Elizabete Dâmaso contrapõe esta opinião dizendo que “a Cientologia é uma religião no verdadeiro sentido da palavra”. E acrescenta: “As igrejas de Cientologia oferecem aos seus paroquianos um maior conhecimento espiritual, levando-os a alcançar a salvação”. “Nenhum governo ou tribunal pode obrigar alguém a pensar que o que sente não é religioso”, conclui.

Por não ser reconhecida como religião, “a Cientologia não é convidada para os eventos inter-religiosos” da Comissão de Liberdade Religiosa.
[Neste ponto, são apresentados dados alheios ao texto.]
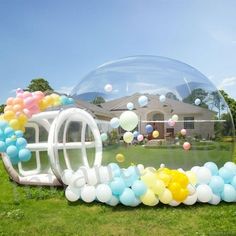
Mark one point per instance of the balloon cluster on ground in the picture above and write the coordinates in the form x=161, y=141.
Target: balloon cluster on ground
x=16, y=114
x=135, y=185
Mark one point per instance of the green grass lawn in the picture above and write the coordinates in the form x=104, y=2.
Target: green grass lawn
x=45, y=211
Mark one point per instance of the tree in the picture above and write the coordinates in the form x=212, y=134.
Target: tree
x=197, y=93
x=2, y=108
x=98, y=100
x=39, y=84
x=231, y=103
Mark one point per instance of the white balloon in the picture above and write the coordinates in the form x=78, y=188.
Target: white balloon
x=191, y=199
x=115, y=122
x=66, y=176
x=130, y=106
x=203, y=175
x=197, y=101
x=113, y=201
x=215, y=200
x=162, y=98
x=72, y=194
x=77, y=179
x=88, y=193
x=194, y=169
x=91, y=176
x=204, y=193
x=103, y=193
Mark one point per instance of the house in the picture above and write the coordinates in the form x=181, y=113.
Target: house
x=195, y=119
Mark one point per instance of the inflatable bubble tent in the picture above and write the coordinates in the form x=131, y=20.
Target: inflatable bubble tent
x=126, y=115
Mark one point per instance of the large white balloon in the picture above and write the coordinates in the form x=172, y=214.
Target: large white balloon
x=72, y=194
x=66, y=176
x=103, y=193
x=128, y=120
x=88, y=193
x=77, y=179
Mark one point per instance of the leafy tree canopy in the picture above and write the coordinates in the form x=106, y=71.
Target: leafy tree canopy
x=39, y=84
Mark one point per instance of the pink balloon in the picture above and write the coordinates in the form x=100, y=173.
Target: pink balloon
x=171, y=122
x=38, y=95
x=140, y=137
x=29, y=102
x=186, y=146
x=27, y=113
x=26, y=94
x=10, y=101
x=183, y=131
x=19, y=91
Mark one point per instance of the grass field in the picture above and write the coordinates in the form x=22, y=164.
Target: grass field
x=45, y=211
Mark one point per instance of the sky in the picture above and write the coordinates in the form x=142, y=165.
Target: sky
x=63, y=40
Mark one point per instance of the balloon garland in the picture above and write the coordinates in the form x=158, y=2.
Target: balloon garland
x=111, y=184
x=16, y=114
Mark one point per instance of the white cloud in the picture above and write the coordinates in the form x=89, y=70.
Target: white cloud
x=227, y=82
x=65, y=89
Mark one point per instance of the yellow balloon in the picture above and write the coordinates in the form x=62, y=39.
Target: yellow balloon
x=149, y=198
x=14, y=123
x=166, y=197
x=155, y=134
x=9, y=115
x=159, y=187
x=22, y=118
x=192, y=177
x=120, y=157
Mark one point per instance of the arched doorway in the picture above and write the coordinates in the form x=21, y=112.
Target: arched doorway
x=157, y=123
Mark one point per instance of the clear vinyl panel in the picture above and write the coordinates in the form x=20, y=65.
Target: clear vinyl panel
x=167, y=111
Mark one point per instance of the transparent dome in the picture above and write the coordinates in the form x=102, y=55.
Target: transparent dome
x=153, y=110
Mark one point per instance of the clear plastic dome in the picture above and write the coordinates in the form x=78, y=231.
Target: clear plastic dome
x=152, y=110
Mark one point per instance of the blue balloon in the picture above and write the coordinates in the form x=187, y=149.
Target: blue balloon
x=216, y=184
x=229, y=193
x=231, y=166
x=3, y=146
x=24, y=154
x=226, y=174
x=212, y=167
x=135, y=133
x=3, y=124
x=2, y=135
x=10, y=141
x=117, y=186
x=8, y=131
x=19, y=133
x=12, y=151
x=127, y=198
x=139, y=188
x=21, y=143
x=233, y=182
x=149, y=128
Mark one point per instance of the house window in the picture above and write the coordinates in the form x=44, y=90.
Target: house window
x=189, y=122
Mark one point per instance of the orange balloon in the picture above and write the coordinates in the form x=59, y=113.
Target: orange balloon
x=9, y=115
x=14, y=123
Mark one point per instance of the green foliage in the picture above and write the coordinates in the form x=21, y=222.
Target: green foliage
x=2, y=108
x=39, y=84
x=98, y=100
x=231, y=103
x=197, y=93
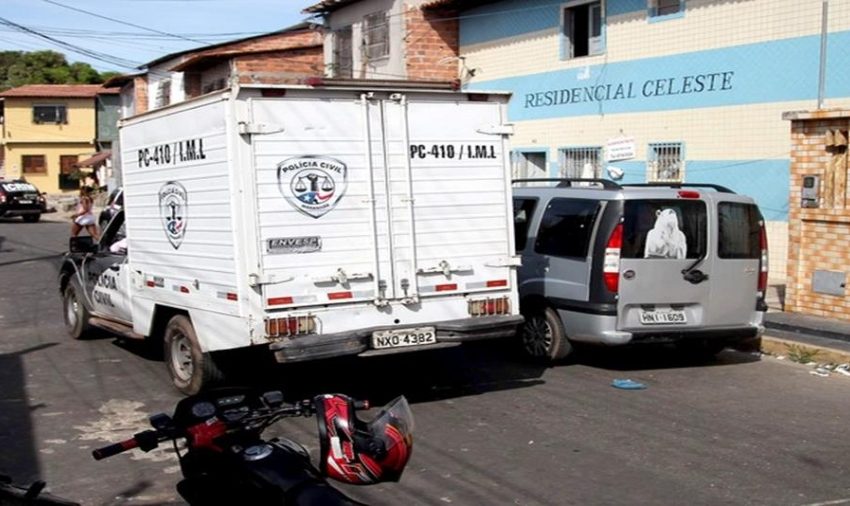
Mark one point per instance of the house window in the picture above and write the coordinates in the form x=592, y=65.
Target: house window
x=163, y=93
x=67, y=179
x=583, y=163
x=343, y=57
x=376, y=37
x=529, y=165
x=582, y=27
x=665, y=7
x=50, y=113
x=665, y=162
x=33, y=164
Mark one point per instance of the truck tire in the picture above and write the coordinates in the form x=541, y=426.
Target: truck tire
x=543, y=336
x=75, y=313
x=191, y=369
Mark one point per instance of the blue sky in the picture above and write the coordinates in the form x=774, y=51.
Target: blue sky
x=182, y=24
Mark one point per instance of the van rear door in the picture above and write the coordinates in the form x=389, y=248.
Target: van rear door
x=664, y=237
x=689, y=263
Responsável da Igreja Católica para o diálogo inter-religioso, o padre Peter Stilwell, director da Faculdade de Teologia da Universidade Católica Portuguesa, diz que “em Portugal não existe um diálogo inter-religioso formal e que esse mesmo diálogo funciona ao ritmo de cada comunidade religiosa, que organiza eventos e convida as outras religiões”, mas garante que “nesses eventos nunca se deparou com a Igreja da Cientologia ou com os seus representantes”. Dizem os responsáveis da Cientologia em Portugal que o diálogo inter-religioso é algo em que planeiam investir mais.

Ao contrário de Portugal, onde a lei não prevê a extinção de nenhuma religião nem sequer inclui o conceito pejorativo de seita, em França existe um Observatório de Seitas e uma lista de religiões consideradas “perigosas”, na qual se inclui a Igreja da Cientologia, as Testemunhas de Jeová, os Hare Krishna, entre outros. “Em França as religiões são consideradas perigosas, não há liberdade religiosa. Os franceses são anti-religiosos e o fenómeno religioso não é bem visto no espaço público, o que é totalmente anti-democrático”, defende Soares Loja, acrescentando: “Cá não existe essa ideia de banir uma religião, mas pode acontecer o Ministério Público apresentar uma investigação com legitimidade para pedir a perda do estatuto de entidade religiosa. Se existirem queixas”.

O responsável da Comissão de Liberdade Religiosa revela que, depois da perseguição aos não-católicos no tempo do Estado Novo, hoje em dia ainda “há muitas comunidades religiosas que nunca se registaram, muitas não têm personalidade jurídica e vivem no anonimato”. Para traçar ao certo este panorama, a pedido da Comissão de Liberdade Religiosa, o Centro de Estudos de Religiões e Cultura da Universidade Católica Portuguesa, está a levar a cabo um estudo sobre a “Morfologia do Campo Religioso em Portugal”, coordenado pelo professor Alfredo Teixeira.

“Por encomenda da comissão, estamos a fazer uma espécie de Páginas Amarelas das religiões em Portugal. É um processo complexo, porque como há total liberdade de associação, os cultos religiosos são livres de criar associações, mas muitas não estão registadas”, diz o coordenador do projecto de recolha de informação junto dos diferentes grupos religiosos que se registaram ao abrigo da Lei de Liberdade Religiosa.

O estudo decorre há dois anos e deverá estar concluído no início de 2010. “Não se trata de um censo formal, é uma base de dados. Claro que há grupos religiosos que nem sequer responderam, que mantêm reserva, não estão abertos ao diálogo. É uma reacção defensiva”, diz Alfredo Teixeira.